So I'll start with An Education, since that is the one you have not seen. I would say its worth catching sometime, if anything for the performance of Carey Mulligan in the lead role. My guess is she could become a bit of a big name in a few years as this movie shows some promising acting ability -- also she's quite pretty and that's always important in Hollywood. The role she plays is that of Jenny, a 16-year-old in 1961 with aspirations of attending Oxford and by doing so escape from the middle-class suburbia of her childhood. Although she is quite smart, she often drops French phrases, listens to greatest-hits albums, and gushes over art as if she is a lifelong appreciator. So when charming and fashionable David (a suave-looking Peter Sarsgaard) shows up and offers her a taste of the good life, she leaps right in even though she seems at least as clever as the audience and should realize something's not right. The screenplay (by novelist Nick Hornby based on Lynn Barber's memoir) delicately dances the line between her maturity and her childish musings without drawing a line between the two. If the first three-quarters are better than the ending, it still remains a well-crafted and fantastically acted movie. With some time to think on it, I kind of see it as not being particularly memorable except that years from now we might think of that movie as Mulligan's big debut to the big time. Plus she could pull an upset and outflank Sandra Bullock for the Oscar and make my night.

And then there's Precious. I was a bit nervous about this moving going in. Not because I was buying into the backlash (more later), but my concern was that the subject matter gaining it approval more so than the filmmaking. This also came from the choice of actors from the worlds of comedy and music that were getting such high praise -- I was worried it was being graded on a curve and I would end up disappointed. So I can say now that is not the case. Instead I must say this is truly a triumph for Lee Daniels in only his second movie as a director. There are a lot of ways that this movie could have gone wrong -- that it could have become the movie I feared (cough, Crash). But Daniels avoids nearly all of them to make a movie that is honest and realistic in its plot without sacrificing drama or emotion.

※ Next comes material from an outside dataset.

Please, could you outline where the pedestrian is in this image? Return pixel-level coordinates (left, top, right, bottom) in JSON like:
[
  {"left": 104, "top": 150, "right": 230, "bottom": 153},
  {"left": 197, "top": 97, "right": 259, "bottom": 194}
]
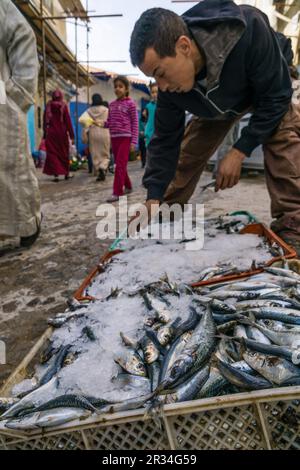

Never in the movie does it try to make Precious something that she is not. It could have been easy to make her extremely smart or artistic or possessing of some other skill that would allowed for an uplifting ending where she goes to college or makes it on a famous stage. The movie does not take this easy way out and presents Precious as no more than what she is: an obese, 16-year-old, pregnant, illiterate, black girl. What makes her the hero of this movie is not that she possesses anything special, but just that she is a human and no person -- even those without any other skills worth making a movie about -- deserves the poverty or abuse Precious suffers. Conversely the fact that she is poor, pregnant, the daughter of a "welfare queen," and black make her life no less interesting and worthy of having her story told. It just means that her life will never reach the levels Jenny glimpses, or even what she is trying desperately to escape. Some of my favorite parts of the movie are when we are reminded -- despite Precious' stony demeanor and adult challenges -- that she is just a girl. There are dream moments when she escapes from her situation by imaging herself at a photo shoot or film premier where Gabourney Sibide (a radiant actress who earned her Oscar nod and deserves a strong future) becomes a completely different person and we see a glimpse of who Precious could be. But the moment that stuck with me the most is a simple beat when she puts a hairband on her head, for just a little bit more femininity. It's a great, subtle moment and exemplifies for me how Daniels has much more faith in his audience than most filmmakers who delve into subjects of abuse or race.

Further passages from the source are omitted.